Caring for your Camera

Dry Cabinet

A dry cabinet is where you should be storing your equipment. Photo: James/Creative Commons

Many of our students who have just purchased their DSLR camera have asked us to conduct a workshop on camera care and maintenance. As we don’t consider ourselves qualified camera technicians to be conducting a comprehensive workshop on camera maintenance, we decided to write an article with some tips on looking after your camera instead.


For general safe keeping, we strongly recommend that cameras and lenses be stored in a clean and dry area such as a dry cabinet. In humid Singapore, the dry cabinet is essential to keep fungus from growing in your equipment. 

As they are available in a wide array of shapes and sizes, choose one that would store your camera, lenses and accessories like flashes and cables comfortably. For up to two camera bodies and three lenses, the smallest-sized 38L AIPO AP-38EX would fit the bill just right.

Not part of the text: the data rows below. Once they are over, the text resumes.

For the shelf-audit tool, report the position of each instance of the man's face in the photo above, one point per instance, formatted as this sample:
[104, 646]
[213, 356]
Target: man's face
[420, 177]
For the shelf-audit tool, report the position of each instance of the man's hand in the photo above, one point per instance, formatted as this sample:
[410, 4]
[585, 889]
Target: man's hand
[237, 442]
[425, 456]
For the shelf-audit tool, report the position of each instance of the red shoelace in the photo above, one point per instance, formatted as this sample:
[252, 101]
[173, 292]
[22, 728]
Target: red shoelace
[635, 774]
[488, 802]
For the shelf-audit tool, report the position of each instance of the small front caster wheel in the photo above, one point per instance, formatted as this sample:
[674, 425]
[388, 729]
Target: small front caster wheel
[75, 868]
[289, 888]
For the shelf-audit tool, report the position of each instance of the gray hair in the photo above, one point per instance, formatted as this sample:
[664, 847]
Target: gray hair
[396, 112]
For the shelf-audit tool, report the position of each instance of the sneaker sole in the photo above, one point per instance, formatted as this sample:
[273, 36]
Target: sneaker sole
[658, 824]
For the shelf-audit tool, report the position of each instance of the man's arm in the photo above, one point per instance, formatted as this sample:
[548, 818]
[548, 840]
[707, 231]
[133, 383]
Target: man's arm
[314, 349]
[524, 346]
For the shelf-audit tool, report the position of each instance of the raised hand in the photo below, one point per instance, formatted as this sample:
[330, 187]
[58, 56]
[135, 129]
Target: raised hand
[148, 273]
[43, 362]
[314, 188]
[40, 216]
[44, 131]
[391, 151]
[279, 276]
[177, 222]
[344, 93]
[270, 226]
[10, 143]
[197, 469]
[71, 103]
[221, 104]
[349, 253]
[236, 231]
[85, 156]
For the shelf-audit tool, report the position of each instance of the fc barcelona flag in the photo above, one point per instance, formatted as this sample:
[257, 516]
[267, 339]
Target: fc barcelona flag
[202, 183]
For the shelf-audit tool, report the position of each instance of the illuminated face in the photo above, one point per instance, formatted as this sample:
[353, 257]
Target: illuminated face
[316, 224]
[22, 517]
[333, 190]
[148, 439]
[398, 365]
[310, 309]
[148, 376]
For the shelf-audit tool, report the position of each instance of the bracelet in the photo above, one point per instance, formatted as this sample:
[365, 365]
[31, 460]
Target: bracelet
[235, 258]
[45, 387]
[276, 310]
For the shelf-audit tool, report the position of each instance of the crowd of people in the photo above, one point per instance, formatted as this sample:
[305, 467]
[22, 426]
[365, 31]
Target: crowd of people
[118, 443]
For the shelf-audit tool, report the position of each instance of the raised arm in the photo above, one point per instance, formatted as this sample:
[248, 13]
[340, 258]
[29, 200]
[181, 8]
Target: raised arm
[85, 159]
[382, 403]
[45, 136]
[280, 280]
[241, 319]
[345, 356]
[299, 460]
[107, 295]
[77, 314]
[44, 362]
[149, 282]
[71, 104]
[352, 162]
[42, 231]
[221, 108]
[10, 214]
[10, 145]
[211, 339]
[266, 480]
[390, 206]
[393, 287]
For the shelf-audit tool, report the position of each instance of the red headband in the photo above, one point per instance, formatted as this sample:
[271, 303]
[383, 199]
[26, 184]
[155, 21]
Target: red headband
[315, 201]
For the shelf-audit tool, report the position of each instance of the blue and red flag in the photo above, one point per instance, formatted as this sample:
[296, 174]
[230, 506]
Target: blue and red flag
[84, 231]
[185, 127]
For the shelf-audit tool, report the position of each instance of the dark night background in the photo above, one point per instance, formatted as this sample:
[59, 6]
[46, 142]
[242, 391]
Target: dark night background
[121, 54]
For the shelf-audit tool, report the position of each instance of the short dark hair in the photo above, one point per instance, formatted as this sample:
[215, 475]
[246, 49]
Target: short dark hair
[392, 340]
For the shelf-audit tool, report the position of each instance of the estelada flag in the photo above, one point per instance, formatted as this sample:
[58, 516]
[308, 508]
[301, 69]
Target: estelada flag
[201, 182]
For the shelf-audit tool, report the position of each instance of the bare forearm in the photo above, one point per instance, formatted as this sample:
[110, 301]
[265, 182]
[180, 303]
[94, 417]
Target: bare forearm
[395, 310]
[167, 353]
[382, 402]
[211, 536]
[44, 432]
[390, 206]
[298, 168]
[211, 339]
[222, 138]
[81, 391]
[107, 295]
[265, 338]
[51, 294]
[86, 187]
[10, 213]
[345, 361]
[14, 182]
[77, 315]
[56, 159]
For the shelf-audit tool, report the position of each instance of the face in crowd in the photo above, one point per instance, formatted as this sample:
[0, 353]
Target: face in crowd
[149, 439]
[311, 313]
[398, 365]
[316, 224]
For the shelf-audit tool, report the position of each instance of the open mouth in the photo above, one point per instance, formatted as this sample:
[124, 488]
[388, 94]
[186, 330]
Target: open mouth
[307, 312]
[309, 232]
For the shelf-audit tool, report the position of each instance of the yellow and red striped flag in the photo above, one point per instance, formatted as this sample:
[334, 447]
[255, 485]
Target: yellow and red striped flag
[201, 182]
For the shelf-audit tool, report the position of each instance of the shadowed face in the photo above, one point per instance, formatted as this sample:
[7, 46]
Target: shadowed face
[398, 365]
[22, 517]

Limiting the size of the dry cabinet would probably help you refrain from buying excessive equipment to fill up the voids!

Camera Care

The best way to keep dust out of your camera sensor is to minimise the exposure of the sensor to the environment. This means that people who own only one lens would probably never, ever find a single spot of dust on his or her sensor. But for most of us who own more than one lens, we’re bound to find dust spots on our sensors every now and then depending on how frequently we change lens and the environment in which we change the lenses in. If you’re storing your DSLR with no lens mounted, remember to cap the body up to keep your sensor, mirror and focusing screen clean of dust.

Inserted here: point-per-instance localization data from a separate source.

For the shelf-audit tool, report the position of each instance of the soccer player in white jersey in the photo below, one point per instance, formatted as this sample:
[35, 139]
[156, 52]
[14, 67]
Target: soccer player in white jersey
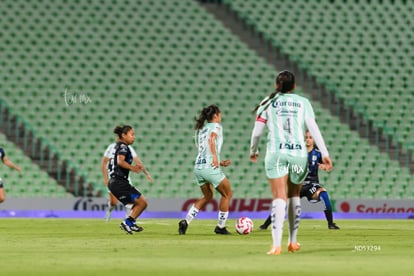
[207, 169]
[6, 161]
[287, 116]
[107, 169]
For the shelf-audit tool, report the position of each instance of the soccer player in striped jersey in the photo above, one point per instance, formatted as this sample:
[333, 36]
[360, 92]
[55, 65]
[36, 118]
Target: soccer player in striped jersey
[6, 161]
[311, 189]
[287, 116]
[207, 169]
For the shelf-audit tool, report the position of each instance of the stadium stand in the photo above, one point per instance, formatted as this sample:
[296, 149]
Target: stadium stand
[75, 69]
[360, 50]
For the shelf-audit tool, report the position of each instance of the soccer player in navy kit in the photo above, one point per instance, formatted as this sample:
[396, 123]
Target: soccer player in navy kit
[311, 188]
[9, 164]
[119, 184]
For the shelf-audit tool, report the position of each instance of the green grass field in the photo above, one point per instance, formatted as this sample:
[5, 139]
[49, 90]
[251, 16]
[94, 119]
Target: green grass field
[93, 247]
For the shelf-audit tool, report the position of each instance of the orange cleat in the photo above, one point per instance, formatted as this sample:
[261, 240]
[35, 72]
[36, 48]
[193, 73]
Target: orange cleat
[275, 250]
[293, 247]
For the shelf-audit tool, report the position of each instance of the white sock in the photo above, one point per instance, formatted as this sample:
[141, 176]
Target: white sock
[294, 218]
[192, 213]
[222, 218]
[278, 218]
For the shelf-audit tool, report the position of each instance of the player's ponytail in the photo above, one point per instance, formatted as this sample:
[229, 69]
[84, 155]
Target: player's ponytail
[206, 113]
[285, 82]
[119, 130]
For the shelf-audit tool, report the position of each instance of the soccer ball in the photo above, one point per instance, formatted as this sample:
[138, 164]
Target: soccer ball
[244, 225]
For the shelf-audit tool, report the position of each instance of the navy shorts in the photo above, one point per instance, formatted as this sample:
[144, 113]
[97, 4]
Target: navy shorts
[123, 191]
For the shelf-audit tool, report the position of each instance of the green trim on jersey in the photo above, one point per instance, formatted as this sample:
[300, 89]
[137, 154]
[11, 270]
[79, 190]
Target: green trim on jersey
[285, 116]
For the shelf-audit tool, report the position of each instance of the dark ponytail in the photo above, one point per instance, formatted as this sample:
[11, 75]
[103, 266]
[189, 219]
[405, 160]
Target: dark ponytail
[285, 82]
[206, 113]
[119, 130]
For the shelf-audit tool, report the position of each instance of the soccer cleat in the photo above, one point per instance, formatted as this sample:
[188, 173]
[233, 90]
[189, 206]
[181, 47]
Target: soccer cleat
[182, 227]
[136, 228]
[108, 216]
[333, 226]
[125, 227]
[293, 247]
[275, 250]
[221, 231]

Newer cameras such as the Canon EOS 40D, Nikon D60 and Sony A200, to name a few, come equipped with self-cleaning mechanism that would keep your sensor free of dust. If you do find dust on the sensor that the camera cannot clean by itself, we recommend sending it in to your manufacturer to get it cleaned for a nominal price of about $20. Canon users can find a list of prices for various repair and maintenance services listed on their website.

Quite honestly, we do not clean the camera sensor ourselves, and we would encourage you to leave its delicate handling to the experts. If however you are still interested to clean the sensor yourself, you can read more about the different methods and their pros and cons.

Lens Care

Lenses are best cleaned using a blower for loose dust particles and anti-static cloth for fingerprints etc. We generally hold the lens facing downwards and use a blower to blow off loose dust particles.

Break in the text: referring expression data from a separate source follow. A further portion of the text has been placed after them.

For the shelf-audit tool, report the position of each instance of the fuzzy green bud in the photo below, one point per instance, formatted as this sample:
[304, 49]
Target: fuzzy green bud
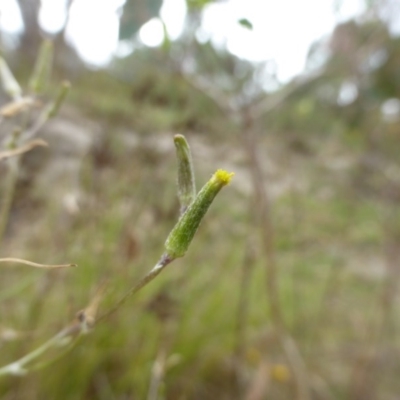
[180, 237]
[186, 183]
[41, 71]
[10, 84]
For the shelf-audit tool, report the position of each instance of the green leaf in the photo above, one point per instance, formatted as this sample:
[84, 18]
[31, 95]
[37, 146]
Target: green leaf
[246, 23]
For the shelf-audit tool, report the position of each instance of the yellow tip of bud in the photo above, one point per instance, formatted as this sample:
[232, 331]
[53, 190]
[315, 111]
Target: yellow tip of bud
[223, 176]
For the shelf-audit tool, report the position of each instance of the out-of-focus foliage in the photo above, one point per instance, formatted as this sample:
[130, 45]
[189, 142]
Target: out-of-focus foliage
[135, 14]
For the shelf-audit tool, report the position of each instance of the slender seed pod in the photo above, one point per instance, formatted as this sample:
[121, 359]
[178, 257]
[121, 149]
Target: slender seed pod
[180, 237]
[10, 84]
[56, 105]
[41, 71]
[186, 182]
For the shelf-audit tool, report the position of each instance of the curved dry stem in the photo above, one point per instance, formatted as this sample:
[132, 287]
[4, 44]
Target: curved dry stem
[162, 263]
[13, 260]
[23, 149]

You should use an anti-static cloth to wipe off the dirt/fingerprint only when the loose dust particles have been blown off lest you scratch your lenses. Try not to use cotton or clothing to clean the lens as the fibres may get stuck or worse, scratch the glass elements. Anti-static cloths are available at most camera stores and optical shops or come packaged with cleaning kits bundled with blowers.

Dust will inevitably appear within your lenses after using them for some time. You should just leave them alone since they do not degrade your image quality and there’s no easy way to clean them aside from tearing your lens apart.


UV filters worsen lens flare

UV filters worsen lens flare. Photo: alforque/Creative Commons

Many photographers choose to protect their lens by screwing on an Ultra-Violet (UV) filter. Although this does protect your lens from scratches, all UV filters cause lens flare, with the cheaper ones flaring the most. Lens flare reduces contrast in your images especially when there are bright lights shining directly into your camera.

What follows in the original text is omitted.